The Panel‘s analysis of troubled whole loans suggests they pose a threat to the financial health of smaller banks ($600 million to $100 billion group). Using the same assumptions, it looks as if banks in the $600 million to $100 billion group will need to raise significantly more capital, as the estimated losses will outstrip the projected revenue and reserves. Under the "starting point" scenario, this second group of banks will need to raise $12-14 billion in capital to offset their losses, while in the "starting point + 20% scenario", non-stress-tested banks are expected to have to raise $21 billion in capital to offset their losses. The capital shortfall for those relatively smaller banks is primarily due to the lack of reserves, which on average account for only 25 percent of the expected loan losses.

Another useful data point is the disclosure on the total Level 3 Asset Exposure at March 31, 2009. Compliments of the FASB, over $650 billion in "assets" are being marked-to-model, and most likely overestimate the true worth of these assets by about 50%. That's $300 billion in hot air on the banks' balance sheets.
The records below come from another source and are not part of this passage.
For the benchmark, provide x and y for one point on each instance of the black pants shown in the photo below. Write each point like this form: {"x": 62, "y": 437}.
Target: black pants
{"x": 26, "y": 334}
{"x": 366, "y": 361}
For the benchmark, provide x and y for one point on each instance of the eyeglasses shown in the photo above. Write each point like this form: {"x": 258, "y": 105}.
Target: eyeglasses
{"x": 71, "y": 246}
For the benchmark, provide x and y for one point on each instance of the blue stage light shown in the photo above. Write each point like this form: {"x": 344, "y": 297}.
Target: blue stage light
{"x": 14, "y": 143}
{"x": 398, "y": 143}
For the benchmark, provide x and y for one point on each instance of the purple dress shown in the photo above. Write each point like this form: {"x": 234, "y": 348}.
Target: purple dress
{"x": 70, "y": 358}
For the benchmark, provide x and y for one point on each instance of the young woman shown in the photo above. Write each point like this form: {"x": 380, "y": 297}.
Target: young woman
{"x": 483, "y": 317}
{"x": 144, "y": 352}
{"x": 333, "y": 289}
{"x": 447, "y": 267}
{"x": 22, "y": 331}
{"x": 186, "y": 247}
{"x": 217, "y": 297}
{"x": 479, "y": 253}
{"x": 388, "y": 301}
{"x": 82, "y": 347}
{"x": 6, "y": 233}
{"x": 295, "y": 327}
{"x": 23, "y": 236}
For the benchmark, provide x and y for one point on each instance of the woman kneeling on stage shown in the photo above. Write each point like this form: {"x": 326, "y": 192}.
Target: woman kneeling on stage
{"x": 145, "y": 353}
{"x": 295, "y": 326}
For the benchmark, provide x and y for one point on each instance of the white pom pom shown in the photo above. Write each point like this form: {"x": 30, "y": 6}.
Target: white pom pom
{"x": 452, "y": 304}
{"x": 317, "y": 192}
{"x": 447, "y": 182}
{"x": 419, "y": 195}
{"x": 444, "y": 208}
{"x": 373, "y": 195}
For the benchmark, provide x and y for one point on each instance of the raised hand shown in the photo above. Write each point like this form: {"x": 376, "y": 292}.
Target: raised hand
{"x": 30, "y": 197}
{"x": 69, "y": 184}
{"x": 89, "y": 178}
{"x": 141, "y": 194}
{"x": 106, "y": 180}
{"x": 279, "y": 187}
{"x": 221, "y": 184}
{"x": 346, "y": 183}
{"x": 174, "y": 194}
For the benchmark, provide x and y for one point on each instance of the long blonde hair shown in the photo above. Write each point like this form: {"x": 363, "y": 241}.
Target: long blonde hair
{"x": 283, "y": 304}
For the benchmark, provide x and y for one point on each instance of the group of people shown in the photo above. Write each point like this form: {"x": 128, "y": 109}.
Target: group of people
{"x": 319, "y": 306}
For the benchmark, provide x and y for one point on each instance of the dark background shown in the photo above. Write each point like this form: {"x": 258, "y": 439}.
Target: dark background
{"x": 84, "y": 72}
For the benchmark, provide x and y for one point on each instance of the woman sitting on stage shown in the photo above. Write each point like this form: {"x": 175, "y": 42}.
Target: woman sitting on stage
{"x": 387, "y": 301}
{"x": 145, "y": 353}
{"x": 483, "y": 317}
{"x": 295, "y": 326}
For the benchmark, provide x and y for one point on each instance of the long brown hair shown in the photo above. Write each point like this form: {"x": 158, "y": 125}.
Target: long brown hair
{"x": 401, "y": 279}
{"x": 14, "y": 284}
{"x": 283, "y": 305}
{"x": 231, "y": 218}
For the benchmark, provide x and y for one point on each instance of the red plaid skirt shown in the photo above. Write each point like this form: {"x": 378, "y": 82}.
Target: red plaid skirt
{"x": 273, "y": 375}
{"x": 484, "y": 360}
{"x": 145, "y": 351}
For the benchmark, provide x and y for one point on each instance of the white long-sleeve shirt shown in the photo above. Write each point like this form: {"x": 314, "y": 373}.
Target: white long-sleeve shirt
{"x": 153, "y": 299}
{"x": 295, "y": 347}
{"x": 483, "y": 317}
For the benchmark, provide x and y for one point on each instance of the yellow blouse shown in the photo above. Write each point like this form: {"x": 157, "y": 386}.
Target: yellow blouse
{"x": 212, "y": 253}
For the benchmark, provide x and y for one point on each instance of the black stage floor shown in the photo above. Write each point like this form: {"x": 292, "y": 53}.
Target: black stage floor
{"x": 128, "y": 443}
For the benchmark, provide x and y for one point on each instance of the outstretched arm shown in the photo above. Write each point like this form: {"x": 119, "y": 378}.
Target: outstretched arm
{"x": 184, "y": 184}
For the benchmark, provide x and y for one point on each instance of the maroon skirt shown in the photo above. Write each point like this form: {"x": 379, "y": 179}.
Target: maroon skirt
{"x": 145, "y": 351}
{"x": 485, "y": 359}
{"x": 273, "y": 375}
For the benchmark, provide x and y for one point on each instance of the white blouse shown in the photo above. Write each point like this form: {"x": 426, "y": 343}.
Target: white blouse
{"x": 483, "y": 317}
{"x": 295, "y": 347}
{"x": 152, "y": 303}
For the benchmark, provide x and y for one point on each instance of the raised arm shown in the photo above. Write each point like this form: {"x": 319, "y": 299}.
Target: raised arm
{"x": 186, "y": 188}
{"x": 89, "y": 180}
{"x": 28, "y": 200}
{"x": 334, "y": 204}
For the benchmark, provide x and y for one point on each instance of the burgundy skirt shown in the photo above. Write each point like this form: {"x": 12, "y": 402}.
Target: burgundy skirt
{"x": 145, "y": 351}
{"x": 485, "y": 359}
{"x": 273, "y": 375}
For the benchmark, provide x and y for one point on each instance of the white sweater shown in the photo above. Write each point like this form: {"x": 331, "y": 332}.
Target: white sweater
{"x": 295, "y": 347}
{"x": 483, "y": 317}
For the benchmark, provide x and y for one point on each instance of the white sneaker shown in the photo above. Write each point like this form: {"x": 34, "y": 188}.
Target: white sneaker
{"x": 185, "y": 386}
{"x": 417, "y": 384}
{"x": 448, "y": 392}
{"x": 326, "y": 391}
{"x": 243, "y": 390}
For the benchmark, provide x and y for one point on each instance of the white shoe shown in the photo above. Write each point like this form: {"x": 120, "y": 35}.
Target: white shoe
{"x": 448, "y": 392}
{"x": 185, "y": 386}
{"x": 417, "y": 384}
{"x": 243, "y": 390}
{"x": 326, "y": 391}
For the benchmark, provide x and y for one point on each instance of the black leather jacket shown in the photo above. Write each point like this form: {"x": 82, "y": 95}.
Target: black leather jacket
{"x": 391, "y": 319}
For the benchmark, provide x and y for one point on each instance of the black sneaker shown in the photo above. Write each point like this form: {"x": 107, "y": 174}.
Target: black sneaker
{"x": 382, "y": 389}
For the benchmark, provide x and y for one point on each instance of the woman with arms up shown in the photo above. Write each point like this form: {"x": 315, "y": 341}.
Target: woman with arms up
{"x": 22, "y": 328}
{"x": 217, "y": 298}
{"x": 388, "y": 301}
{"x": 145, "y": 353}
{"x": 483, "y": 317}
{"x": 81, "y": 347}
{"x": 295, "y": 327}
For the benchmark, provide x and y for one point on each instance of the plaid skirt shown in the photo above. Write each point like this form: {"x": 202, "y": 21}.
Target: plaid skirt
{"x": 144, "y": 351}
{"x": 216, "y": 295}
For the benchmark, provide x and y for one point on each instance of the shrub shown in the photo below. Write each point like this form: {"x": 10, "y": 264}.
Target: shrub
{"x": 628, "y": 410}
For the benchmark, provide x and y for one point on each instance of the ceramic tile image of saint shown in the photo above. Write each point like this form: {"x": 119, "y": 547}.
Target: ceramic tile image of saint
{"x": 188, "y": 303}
DoctoRx here now. Moving along . . .

Jonathan Weil has an informative writeup on this topic, which includes complex financial institutions of any size, in Next Bubble to Burst Is Banks’ Big Loan Values. It begins with a "teaser":

It’s amazing what a little sunshine can accomplish.

Check out the footnotes to Regions Financial Corp.’s latest quarterly report, and you’ll see a remarkable disclosure. There, in an easy-to-read chart, the company divulged that the loans on its books as of June 30 were worth $22.8 billion less than what its balance sheet said. The Birmingham, Alabama-based bank’s shareholder equity, by comparison, was just $18.7 billion.

So, if it weren’t for the inflated loan values, Regions’ equity would be less than zero. Meanwhile, the government continues to classify Regions as “well capitalized.”

The report is concise and interesting.

Meanwhile, the discordance between facts "on the ground" as we are shown them and the abstractions of stock traders continues, as also reports Global Confidence Increases on Signs Recession Is Nearing End and Stock Bulls Increase as Survey Shows Most Optimism in Two Years. The latter has a quote that points out that the professionals are aware of the momentum nature of this rally:

“The more stocks go up, the more optimism there will be,” said Alberto Espelosin, who helps manage about $10 billion at Zaragoza, Spain-based Ibercaja Gestion and was among 1,375 participants in the survey.

He is likely referring to the public.

Finally, back to the real world, there is the world's largest retailer, Wal-Mart, which just reported a challenged quarter, with same-store sales declining year-on-year and coming in below the company's own predictions. Also from

Sales at U.S. stores open at least a year fell 1.2 percent after the retailer had forecast them to remain little changed or rise as much as 3 percent. The cost of sales declined 2.5 percent to $75.2 million.

As of now, the price inflation is in equities, not in the real world.